Où s’arrêtera la réforme Barrette ? Après une réorganisation majeure du réseau public de santé imposée par la fusion des établissements, en avril dernier, des compressions budgétaires et des suppressions de postes sans précédent, voilà que le ministre annonce sa volonté de légaliser les frais facturés par les cliniques et de réviser le panier de services assurés. S’il voulait privatiser le système de santé, il ne s’y prendrait pas autrement...

« La réforme Barrette est une attaque en règle contre notre système public de santé.

Sous le couvert de la rigueur budgétaire et de l’efficience, le ministre abandonne nos principes d’universalité et d’équité en matière de santé. Nous ne laisserons pas le gouvernement détruire ainsi notre modèle de santé ! », préviennent Claire Montour et Claude de Montigny, respectivement à la présidence de la Fédération de la Santé du Québec (FSQ-CSQ) et de la Fédération des syndicats de la santé et des services sociaux (F4S-CSQ).

Des dossiers sous haute surveillance
Réorganisation du réseau de la santé

Depuis le 1er avril 2015, la réorganisation du réseau de la santé bat son plein. Fusions d’établissements, nominations des nouveaux conseils d’administration, dotations des nouveaux postes de direction, révision des responsabilités et des ratios d’encadrement, bref, comme le prévoit la loi, la nouvelle gouvernance se met en place très rapidement. Et pourquoi ?

« L’hiver dernier, le ministre Barrette affirmait que les services à la population ne seraient pas touchés par l’entrée en vigueur de la nouvelle loi et que tous les points de services seraient maintenus. Notre ministre est un beau parleur. Nous le savons, ce sont les mesures d’austérité de son gouvernement qui affectent les services à la population, un fait qui a aussi été clairement établi par la Protectrice du citoyen. Il ne faudrait pas prendre les gens pour des idiots », prévient Claire Montour.

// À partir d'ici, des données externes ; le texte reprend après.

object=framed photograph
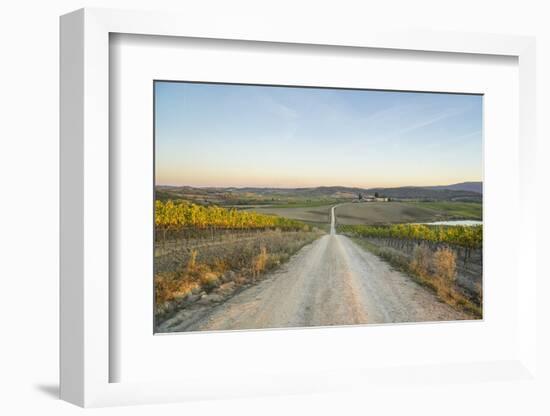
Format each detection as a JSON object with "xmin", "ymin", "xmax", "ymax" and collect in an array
[{"xmin": 61, "ymin": 9, "xmax": 536, "ymax": 406}]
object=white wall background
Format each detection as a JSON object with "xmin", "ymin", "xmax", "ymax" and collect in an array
[{"xmin": 0, "ymin": 0, "xmax": 550, "ymax": 415}]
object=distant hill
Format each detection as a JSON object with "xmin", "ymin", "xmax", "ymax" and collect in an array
[
  {"xmin": 427, "ymin": 182, "xmax": 483, "ymax": 194},
  {"xmin": 367, "ymin": 186, "xmax": 482, "ymax": 201},
  {"xmin": 156, "ymin": 182, "xmax": 482, "ymax": 205}
]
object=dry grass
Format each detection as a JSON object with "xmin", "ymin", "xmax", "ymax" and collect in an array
[
  {"xmin": 155, "ymin": 231, "xmax": 320, "ymax": 311},
  {"xmin": 354, "ymin": 238, "xmax": 482, "ymax": 318}
]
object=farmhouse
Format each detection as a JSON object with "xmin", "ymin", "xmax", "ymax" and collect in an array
[{"xmin": 353, "ymin": 194, "xmax": 390, "ymax": 202}]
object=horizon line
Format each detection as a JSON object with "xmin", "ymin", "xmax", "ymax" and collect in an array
[{"xmin": 155, "ymin": 180, "xmax": 483, "ymax": 190}]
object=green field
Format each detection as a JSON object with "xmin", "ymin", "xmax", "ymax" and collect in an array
[
  {"xmin": 336, "ymin": 202, "xmax": 481, "ymax": 225},
  {"xmin": 247, "ymin": 204, "xmax": 333, "ymax": 224},
  {"xmin": 246, "ymin": 202, "xmax": 482, "ymax": 225},
  {"xmin": 408, "ymin": 201, "xmax": 483, "ymax": 221}
]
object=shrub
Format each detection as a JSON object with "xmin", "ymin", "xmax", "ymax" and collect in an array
[
  {"xmin": 252, "ymin": 247, "xmax": 269, "ymax": 277},
  {"xmin": 410, "ymin": 244, "xmax": 431, "ymax": 277},
  {"xmin": 433, "ymin": 247, "xmax": 456, "ymax": 283}
]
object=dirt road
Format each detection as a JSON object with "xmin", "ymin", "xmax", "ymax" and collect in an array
[{"xmin": 160, "ymin": 208, "xmax": 468, "ymax": 332}]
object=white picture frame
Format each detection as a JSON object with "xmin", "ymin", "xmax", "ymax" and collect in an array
[{"xmin": 60, "ymin": 9, "xmax": 536, "ymax": 407}]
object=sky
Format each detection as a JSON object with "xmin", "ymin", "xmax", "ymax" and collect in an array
[{"xmin": 155, "ymin": 81, "xmax": 483, "ymax": 188}]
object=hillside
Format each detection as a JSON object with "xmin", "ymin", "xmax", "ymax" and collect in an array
[{"xmin": 156, "ymin": 182, "xmax": 482, "ymax": 206}]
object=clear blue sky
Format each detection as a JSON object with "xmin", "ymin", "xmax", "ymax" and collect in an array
[{"xmin": 155, "ymin": 82, "xmax": 482, "ymax": 187}]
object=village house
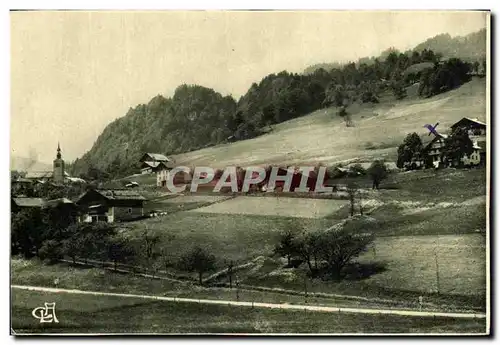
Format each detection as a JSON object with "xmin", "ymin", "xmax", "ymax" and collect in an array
[
  {"xmin": 419, "ymin": 117, "xmax": 486, "ymax": 168},
  {"xmin": 10, "ymin": 197, "xmax": 77, "ymax": 216},
  {"xmin": 139, "ymin": 153, "xmax": 173, "ymax": 187},
  {"xmin": 76, "ymin": 189, "xmax": 146, "ymax": 223},
  {"xmin": 451, "ymin": 117, "xmax": 486, "ymax": 166}
]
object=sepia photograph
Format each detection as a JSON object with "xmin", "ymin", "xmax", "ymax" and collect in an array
[{"xmin": 9, "ymin": 10, "xmax": 492, "ymax": 338}]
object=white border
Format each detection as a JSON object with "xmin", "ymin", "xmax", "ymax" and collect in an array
[{"xmin": 0, "ymin": 0, "xmax": 500, "ymax": 344}]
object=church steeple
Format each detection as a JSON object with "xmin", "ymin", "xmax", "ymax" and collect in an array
[{"xmin": 53, "ymin": 142, "xmax": 64, "ymax": 183}]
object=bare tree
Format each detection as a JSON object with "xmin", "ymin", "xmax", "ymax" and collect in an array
[
  {"xmin": 179, "ymin": 247, "xmax": 215, "ymax": 285},
  {"xmin": 347, "ymin": 183, "xmax": 359, "ymax": 217},
  {"xmin": 318, "ymin": 226, "xmax": 374, "ymax": 278},
  {"xmin": 141, "ymin": 228, "xmax": 160, "ymax": 271}
]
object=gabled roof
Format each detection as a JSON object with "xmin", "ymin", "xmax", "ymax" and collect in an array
[
  {"xmin": 12, "ymin": 198, "xmax": 44, "ymax": 207},
  {"xmin": 95, "ymin": 189, "xmax": 147, "ymax": 200},
  {"xmin": 43, "ymin": 198, "xmax": 74, "ymax": 207},
  {"xmin": 25, "ymin": 171, "xmax": 69, "ymax": 179},
  {"xmin": 450, "ymin": 117, "xmax": 486, "ymax": 128},
  {"xmin": 141, "ymin": 161, "xmax": 171, "ymax": 169},
  {"xmin": 25, "ymin": 171, "xmax": 54, "ymax": 179},
  {"xmin": 474, "ymin": 140, "xmax": 487, "ymax": 152},
  {"xmin": 14, "ymin": 177, "xmax": 33, "ymax": 183},
  {"xmin": 140, "ymin": 152, "xmax": 170, "ymax": 162}
]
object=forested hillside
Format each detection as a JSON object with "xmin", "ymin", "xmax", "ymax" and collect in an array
[{"xmin": 72, "ymin": 28, "xmax": 486, "ymax": 179}]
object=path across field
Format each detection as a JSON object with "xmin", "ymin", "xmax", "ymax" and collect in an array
[{"xmin": 11, "ymin": 285, "xmax": 486, "ymax": 319}]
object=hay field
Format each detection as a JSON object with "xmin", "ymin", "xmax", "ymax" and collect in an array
[
  {"xmin": 190, "ymin": 196, "xmax": 347, "ymax": 218},
  {"xmin": 161, "ymin": 194, "xmax": 232, "ymax": 204},
  {"xmin": 171, "ymin": 79, "xmax": 486, "ymax": 168},
  {"xmin": 11, "ymin": 290, "xmax": 486, "ymax": 334},
  {"xmin": 360, "ymin": 234, "xmax": 486, "ymax": 296}
]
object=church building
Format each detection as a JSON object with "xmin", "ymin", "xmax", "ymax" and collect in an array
[{"xmin": 25, "ymin": 143, "xmax": 69, "ymax": 183}]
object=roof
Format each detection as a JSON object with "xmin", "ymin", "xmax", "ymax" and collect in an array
[
  {"xmin": 142, "ymin": 161, "xmax": 167, "ymax": 168},
  {"xmin": 14, "ymin": 177, "xmax": 33, "ymax": 183},
  {"xmin": 13, "ymin": 198, "xmax": 43, "ymax": 207},
  {"xmin": 450, "ymin": 117, "xmax": 486, "ymax": 128},
  {"xmin": 25, "ymin": 171, "xmax": 54, "ymax": 179},
  {"xmin": 420, "ymin": 132, "xmax": 448, "ymax": 149},
  {"xmin": 95, "ymin": 189, "xmax": 147, "ymax": 200},
  {"xmin": 66, "ymin": 176, "xmax": 86, "ymax": 183},
  {"xmin": 474, "ymin": 140, "xmax": 487, "ymax": 152},
  {"xmin": 141, "ymin": 152, "xmax": 170, "ymax": 162},
  {"xmin": 25, "ymin": 171, "xmax": 69, "ymax": 179},
  {"xmin": 43, "ymin": 198, "xmax": 74, "ymax": 207}
]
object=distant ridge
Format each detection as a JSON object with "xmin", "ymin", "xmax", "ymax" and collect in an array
[{"xmin": 303, "ymin": 29, "xmax": 486, "ymax": 75}]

Ainsi, bien que les ententes de gestion et d’imputabilité signées par les PDG des nouveaux établissements prévoient des mesures visant « à assurer le maintien de l’offre de service à la population de manière optimale durant la période de réorganisation du réseau [1] », plusieurs changements à venir suscitent déjà de vives inquiétudes.

La direction générale des services sociaux du ministère, par exemple, révise actuellement les offres de services de nombreux dossiers, notamment celui du soutien à l’autonomie des personnes âgées, des déficiences physique et intellectuelle, de la jeunesse de même que ceux de la santé mentale et des dépendances. « Tout semble être dans le collimateur », s’inquiète Claude de Montigny.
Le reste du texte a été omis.